At this stage, I don’t know. I’m assuming a 2012 release, so there’s plenty of time for me to make a bit of money to buy a PS3, or trade-in the 360 I have. On the other hand, the last time I got vaguely hyped about a co-operative shooter was Brink just last month, and while I didn’t find the game as totally disagreeable as some did… even though I was playing with friends and the game featured character progression and levelling, it just didn’t hold my interest at all. I still only have 4 hours clocked on that game, and I have a horrible suspicion that Dust would end up the same as my 360 – gathering a thick cake of its namesake under the TV.

Comments for this Post

One thought on “514 and the Marketing Machine”

  1. Pingback: DUST and Dumber « 2nd Anomaly From the Left

  2. Mike Daniels
    08th Jun '11 at 1:29 am

    The one cool thing that the PS3 has over the 360 in terms of it’s usefulness is the Blue Ray player component.  In fact, that’s the thing I use it for most, (with  Netflix being second).  As an early adopter of a 360, I wound up getting the PS3 almost *entirely* for this reason, as it’s the game machine that doesn’t get played much in my house, as the whole family loves the 360, and the game library is pretty darn good too.

    • 08th Jun '11 at 12:56 pm

      Off the top of my head, a PS3 game seems to be slightly more expensive than its XBox counterpart. I have no clue if that’s because of the free online thing of the Playstation. I’ve never been much of a follower of console news and info.

      Thing with the PS3 though, is I’m not sure if I’d use that either. Sure it’ll have Netflix, but in my current household, there’s some super-duper Sky package going on, so I don’t know how it would compete, or if I even need another on-demand service. And as for BluRay; I’ve watched a total of two DVDs so far this year. Actually ended up selling a massive pile of them because there was no point holding on to them!

  3. 08th Jun '11 at 11:44 am

    It was not demoed on an Xbox, it was demoed on a PC with an Xbox controller…

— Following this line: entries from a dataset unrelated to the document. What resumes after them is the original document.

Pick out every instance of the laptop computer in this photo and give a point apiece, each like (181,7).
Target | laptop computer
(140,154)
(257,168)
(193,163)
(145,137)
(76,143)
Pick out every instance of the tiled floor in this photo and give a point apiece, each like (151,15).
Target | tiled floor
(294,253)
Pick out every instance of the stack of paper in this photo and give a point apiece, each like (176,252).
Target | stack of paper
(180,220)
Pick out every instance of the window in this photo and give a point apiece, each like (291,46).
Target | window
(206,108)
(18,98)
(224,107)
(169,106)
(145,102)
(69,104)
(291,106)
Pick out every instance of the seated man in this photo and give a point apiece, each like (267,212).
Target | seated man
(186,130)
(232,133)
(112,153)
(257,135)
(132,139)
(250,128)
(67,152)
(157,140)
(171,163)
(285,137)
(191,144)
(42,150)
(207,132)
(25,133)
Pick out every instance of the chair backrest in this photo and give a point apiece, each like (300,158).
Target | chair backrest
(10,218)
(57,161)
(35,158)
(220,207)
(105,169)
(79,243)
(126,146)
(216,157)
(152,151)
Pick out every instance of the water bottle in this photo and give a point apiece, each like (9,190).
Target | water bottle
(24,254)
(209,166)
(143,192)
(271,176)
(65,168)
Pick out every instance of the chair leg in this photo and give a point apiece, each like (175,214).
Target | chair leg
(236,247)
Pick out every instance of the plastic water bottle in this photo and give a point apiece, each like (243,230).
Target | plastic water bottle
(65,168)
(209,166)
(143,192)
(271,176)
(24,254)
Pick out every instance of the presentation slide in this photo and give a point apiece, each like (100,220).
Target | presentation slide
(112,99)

    • 08th Jun '11 at 12:50 pm

      That would make sense too I guess. I don’t remember seeing a PC-like case around when they were playing, but if I did, I probably would have jumped to the conclusion that it was a development kit for the XBox. I have no idea what those look like.

  4. Ricardo Rocha
    14th Jun '11 at 10:45 am

    I would love to see the game on the Xbox 360 because it’s my console of choice, but I understand that’s better to get the game developed to PS3, the free online and all.
    Well I sold my PS3 the other day because of that security issue and the attitude of sony regarding the communication to their clients, I can think about buying a PS3 one year from now when the game is on the market, I want to teste the game and see what they can do with it.